The film wastes no time in establishing its vision of human nature. The first image is of a woman, Miyuki (Miwa Kawagoe), lying in the snow, the victim of a hit-and-run. A boy sees the body and approaches it, and takes the opportunity to feel her up underneath her clothes. In the next scene, the body lies naked in the morgue, about to undergo an autopsy when the doctors and the police discover she is actually alive. Miyuki recovers and exits the hospital in a daze, although it is unclear whether this is a result of the accident or is her normal condition. After refusing to cooperate with the police, she returns to Nishioka (Yuichi Kimura), her hulking, thuggish husband, at their squat in an abandoned building in town.

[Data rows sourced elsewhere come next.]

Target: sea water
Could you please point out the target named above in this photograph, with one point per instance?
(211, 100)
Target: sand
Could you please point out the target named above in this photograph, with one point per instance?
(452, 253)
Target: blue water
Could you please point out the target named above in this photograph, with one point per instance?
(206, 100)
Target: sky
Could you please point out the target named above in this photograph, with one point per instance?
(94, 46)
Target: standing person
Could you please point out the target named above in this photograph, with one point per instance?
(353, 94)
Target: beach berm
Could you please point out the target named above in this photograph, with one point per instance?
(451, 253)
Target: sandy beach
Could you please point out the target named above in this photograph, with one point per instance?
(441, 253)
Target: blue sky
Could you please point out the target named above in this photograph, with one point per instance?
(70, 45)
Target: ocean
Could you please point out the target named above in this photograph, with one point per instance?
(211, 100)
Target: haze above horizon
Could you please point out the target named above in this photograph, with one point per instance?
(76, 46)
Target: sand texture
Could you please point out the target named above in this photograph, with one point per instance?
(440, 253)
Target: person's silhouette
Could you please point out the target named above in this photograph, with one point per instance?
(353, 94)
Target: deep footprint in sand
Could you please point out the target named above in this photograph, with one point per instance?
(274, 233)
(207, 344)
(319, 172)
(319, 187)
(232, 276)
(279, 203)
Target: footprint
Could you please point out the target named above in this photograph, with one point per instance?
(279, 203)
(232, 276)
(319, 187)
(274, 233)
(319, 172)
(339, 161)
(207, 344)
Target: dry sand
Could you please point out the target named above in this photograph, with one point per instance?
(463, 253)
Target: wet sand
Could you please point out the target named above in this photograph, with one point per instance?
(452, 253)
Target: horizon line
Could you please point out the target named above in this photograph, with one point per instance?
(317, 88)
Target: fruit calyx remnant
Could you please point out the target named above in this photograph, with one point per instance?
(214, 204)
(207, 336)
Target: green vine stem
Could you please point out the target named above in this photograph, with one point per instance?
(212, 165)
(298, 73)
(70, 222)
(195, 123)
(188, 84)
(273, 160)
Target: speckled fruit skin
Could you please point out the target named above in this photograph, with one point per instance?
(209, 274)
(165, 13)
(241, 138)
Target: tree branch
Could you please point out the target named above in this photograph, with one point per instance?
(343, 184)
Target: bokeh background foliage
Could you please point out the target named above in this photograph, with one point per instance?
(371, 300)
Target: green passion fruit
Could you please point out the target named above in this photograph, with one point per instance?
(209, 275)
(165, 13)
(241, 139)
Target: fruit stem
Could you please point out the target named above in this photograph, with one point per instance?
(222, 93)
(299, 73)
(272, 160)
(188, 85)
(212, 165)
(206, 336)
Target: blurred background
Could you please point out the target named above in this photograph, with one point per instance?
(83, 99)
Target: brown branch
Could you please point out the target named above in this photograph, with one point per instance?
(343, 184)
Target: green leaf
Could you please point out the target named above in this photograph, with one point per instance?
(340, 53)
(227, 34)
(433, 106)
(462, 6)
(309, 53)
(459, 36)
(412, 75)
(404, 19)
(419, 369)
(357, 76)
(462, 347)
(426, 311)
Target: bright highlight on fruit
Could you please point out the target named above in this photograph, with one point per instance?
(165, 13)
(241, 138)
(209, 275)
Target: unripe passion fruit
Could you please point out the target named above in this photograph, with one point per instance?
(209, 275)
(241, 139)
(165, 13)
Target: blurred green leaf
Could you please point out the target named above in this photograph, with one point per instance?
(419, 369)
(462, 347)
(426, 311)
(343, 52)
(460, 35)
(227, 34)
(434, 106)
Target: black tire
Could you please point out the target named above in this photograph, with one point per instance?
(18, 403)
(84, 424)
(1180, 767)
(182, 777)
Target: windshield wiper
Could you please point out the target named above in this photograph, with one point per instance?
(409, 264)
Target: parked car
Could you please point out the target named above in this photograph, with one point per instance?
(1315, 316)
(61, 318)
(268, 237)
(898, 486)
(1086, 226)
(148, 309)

This couple forms the fulcrum of a number of intertwined plotlines followed throughout the film. The hit-and-run driver is Hikari (Takashi Yamanaka), the dim-witted twin brother of local policeman Kotaro (Hirofumi Arai). He works on the family farm and hit the woman with the truck he uses to make the daily rounds. The woman and his brother soon spot Hikari at a local diner, and they soon blackmail him into helping them find a place to live and retrieve a bag of gold bouillon submerged in a frozen lake. A human head just happens to have been buried along with the gold. We never find out whose head it is, or how the gold got there, just as we are unsure who it was who impregnated Haruko (Tamae Ando), a mentally slow teenage girl who gives out sexual favors to seemingly every adult male in town. Yamashita is clearly more interested in presenting these events from a wryly anthropological distance, making the tone of this film reminiscent of Shohei Imamura’s later films, such as The Eel.
What makes this film memorable are the peculiar incidents that occur, some hilarious, some dramatic, others surreal: the homeless couple’s attempts to cash in the gold at the bank; Kotaro’s obsession with rats living in the police station’s ceiling, which apparently only he can see; Hikari’s attempt to pass off the couple as friends from Tokyo, when Kotaro discovers them in their senile grandfather’s old farm shack. Yamashita’s detached, God’s-eye view of the proceedings precludes any emotional identification with these characters and gives one of the impression of looking at an ant farm. Nevertheless, Matsugane Potshot Affair confirms Yamashita’s talents as a unique and amused observer of human absurdities and foibles.